FM rejects SEBI proposal to route Rajiv Gandhi Equity Savings via MFs

To ensure investor protection, the finance ministry is putting in place safeguards to protect the savings of small investors

May 31, 2012 4:52 IST | India Infoline News Service
It has been quoted in media that the finance ministry has rejected a SEBI (Securities and Exchange Board of India) proposal to market Rajiv Gandhi Equity Savings Scheme (RGESS) through mutual funds. According to the finance ministry, marketing RGESS through mutual funds would rule out the principle of deepening capital markets by attracting new retail investors.

However, SEBI had asked the government to route tax-saving RGESS through mutual fund to minimise risk associated with direct stock investment for new investors. On 19th May, the market regulator submitted a proposal in this regard to the finance ministry. According to SEBI, the first time investors may not have adequate information about the stock market and they should enter the market through institutional investors.

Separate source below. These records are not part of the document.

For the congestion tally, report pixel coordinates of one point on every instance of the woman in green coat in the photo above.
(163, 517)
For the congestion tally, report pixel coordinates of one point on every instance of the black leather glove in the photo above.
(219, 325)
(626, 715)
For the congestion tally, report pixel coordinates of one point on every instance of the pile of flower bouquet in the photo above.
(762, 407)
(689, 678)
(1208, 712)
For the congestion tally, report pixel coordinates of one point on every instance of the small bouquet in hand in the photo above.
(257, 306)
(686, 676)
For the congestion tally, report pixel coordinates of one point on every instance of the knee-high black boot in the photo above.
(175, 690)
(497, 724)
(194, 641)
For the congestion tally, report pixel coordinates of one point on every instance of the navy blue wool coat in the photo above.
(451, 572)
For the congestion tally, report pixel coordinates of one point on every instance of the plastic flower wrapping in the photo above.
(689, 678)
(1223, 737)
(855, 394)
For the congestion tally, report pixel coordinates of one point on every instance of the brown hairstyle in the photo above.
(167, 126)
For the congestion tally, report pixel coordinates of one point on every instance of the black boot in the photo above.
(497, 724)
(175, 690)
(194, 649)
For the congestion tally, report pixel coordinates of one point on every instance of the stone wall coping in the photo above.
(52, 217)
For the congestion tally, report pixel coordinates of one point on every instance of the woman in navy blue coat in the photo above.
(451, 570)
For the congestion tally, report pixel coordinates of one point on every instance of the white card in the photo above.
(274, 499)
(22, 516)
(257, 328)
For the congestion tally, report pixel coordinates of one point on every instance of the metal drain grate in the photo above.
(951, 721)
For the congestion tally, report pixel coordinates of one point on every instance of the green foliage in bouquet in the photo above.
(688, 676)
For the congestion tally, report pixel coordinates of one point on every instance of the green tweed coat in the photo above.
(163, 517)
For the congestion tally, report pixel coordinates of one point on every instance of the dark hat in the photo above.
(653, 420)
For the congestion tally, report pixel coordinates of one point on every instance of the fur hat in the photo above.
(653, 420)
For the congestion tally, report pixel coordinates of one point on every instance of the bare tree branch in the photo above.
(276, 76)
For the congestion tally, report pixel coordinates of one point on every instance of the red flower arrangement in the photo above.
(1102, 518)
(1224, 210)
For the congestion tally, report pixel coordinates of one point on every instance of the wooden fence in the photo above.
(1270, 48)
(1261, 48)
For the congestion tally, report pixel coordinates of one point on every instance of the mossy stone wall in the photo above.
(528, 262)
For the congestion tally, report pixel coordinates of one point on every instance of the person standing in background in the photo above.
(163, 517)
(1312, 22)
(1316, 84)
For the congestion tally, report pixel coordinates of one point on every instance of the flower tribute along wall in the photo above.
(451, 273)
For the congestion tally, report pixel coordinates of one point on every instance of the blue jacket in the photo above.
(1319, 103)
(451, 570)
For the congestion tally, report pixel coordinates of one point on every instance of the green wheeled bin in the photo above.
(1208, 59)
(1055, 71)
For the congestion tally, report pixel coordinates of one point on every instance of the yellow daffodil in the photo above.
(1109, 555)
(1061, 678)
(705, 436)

On 31st May, the government, however, said that RGESS was conceived for a different purpose that of expanding India’s capital market culture. To ensure investor protection, the finance ministry is putting in place safeguards to protect the savings of small investors. The cover would ensure that investors are exposed to risks of equity investments in a measured way.

The finance ministry said, since RGESS allows purchase of only BSE-100 and NSE-100 stocks with a lock-in period of three years, it is very unlikely investors will suffer losses on in these bluechip companies. Routing RGESS through mutual funds will defeat the purpose of this tax-free equity savings scheme.

In Budget 2012, for those with less than Rs. 1 million income, a new tax deduction was introduced for direct equity investments. Under the RGESS, investors will be able to claim 50% of their investments in direct equity up to the maximum investment limit of Rs. 50,000. The investment is subject to a lock-in period of three years, similar to the current equity linked saving schemes (ELSS).

The modalities of the scheme are not yet specified, and further details are still awaited. A retail investor can avail the scheme only once in a life time. This is the first-ever tax benefit scheme announced by the government to encourage retail investors participation in the equity market. By offering this scheme, the government aims at channelising household savings into stock markets.